Columbia-NLP/LION-Gemma-2b-dpo-v1.0
LION-Gemma-2b-dpo-v1.0 is a 2.5 billion parameter Gemma-based causal language model developed by Columbia-NLP. It is fine-tuned using the LION pipeline's empirically optimized SFT and DPO stages, demonstrating improved performance over official instruct models. This model excels in general language understanding and generation tasks, achieving competitive benchmark scores for its size.
Loading preview...
Model Overview
Columbia-NLP's LION-Gemma-2b-dpo-v1.0 is a 2.5 billion parameter language model built upon the Gemma-2b architecture. It is a product of the LION-series training pipeline, which emphasizes an empirically optimized three-stage process: Supervised Fine-Tuning (SFT), Direct Preference Optimization (DPO), and online preference learning (online DPO). This specific version is fine-tuned using SFT and DPO from the LION pipeline, building on the Columbia-NLP/LION-Gemma-2b-sft-v1.0 model.

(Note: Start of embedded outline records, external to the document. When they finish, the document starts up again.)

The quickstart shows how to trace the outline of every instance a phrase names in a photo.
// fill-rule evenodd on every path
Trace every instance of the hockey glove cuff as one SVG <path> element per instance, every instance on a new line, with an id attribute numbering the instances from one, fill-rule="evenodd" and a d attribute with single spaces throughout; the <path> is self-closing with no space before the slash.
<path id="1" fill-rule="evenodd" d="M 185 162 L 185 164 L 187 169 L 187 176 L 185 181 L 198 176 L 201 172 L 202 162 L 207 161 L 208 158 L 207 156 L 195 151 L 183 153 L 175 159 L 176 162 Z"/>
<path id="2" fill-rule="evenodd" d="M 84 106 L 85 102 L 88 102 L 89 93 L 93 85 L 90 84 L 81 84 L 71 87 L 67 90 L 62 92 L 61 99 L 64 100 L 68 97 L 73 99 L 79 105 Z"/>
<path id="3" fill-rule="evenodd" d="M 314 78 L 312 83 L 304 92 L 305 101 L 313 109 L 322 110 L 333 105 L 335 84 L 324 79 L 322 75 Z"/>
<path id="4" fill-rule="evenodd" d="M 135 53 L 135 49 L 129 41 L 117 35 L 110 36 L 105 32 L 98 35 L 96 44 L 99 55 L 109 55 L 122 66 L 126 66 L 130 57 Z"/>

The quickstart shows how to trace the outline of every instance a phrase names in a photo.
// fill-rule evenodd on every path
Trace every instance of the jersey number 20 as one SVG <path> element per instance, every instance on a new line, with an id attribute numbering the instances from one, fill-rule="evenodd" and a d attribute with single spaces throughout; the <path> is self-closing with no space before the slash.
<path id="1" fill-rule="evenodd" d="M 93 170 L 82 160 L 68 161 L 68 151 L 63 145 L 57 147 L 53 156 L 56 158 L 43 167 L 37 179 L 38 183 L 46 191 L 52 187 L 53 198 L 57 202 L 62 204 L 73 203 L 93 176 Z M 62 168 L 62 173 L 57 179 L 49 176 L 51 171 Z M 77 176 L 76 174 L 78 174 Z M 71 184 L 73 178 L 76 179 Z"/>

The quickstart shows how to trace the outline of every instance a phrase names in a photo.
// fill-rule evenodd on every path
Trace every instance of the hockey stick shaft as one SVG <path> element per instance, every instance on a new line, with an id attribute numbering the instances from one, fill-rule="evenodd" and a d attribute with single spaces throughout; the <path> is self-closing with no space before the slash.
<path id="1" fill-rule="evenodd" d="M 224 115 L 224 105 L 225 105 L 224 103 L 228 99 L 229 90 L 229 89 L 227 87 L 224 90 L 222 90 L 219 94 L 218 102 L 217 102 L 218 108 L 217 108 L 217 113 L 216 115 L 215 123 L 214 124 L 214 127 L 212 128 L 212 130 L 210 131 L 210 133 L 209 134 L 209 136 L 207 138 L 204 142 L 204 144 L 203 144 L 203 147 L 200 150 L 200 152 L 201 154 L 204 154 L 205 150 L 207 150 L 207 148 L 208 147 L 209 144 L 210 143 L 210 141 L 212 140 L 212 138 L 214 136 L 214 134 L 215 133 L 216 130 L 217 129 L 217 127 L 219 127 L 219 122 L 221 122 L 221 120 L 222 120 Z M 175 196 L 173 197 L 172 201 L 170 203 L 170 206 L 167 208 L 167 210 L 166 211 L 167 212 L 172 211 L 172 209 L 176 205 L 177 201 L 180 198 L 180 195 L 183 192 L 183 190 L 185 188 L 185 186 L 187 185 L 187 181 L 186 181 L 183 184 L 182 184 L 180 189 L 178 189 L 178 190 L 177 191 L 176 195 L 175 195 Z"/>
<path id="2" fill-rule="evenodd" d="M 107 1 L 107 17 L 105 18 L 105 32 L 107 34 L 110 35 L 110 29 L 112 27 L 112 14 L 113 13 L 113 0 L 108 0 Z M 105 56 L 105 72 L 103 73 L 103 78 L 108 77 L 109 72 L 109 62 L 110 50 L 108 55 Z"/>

Key Capabilities & Performance
The LION pipeline incorporates techniques such as sequence packing and loss masking in SFT, and increasing preference dataset size in DPO, which collectively enhance model performance. Benchmarks indicate that LION-Gemma-2b-dpo-v1.0 achieves strong results for its size, outperforming the official Gemma-2b-it model and other 2B parameter models on metrics like Arena-Hard (4.6), AlpacaEval-2 (8.75), MT-Bench (6.58), and OpenLLM (55.35). This suggests a robust capability in instruction following and general conversational tasks.
Intended Uses
This model is suitable for a variety of natural language processing applications requiring a compact yet capable instruction-tuned model. Its optimized training process makes it a strong candidate for tasks where efficient and high-quality responses are needed. Developers can integrate it using standard Hugging Face transformers pipelines, ensuring reproducibility with the provided chat template for optimal performance.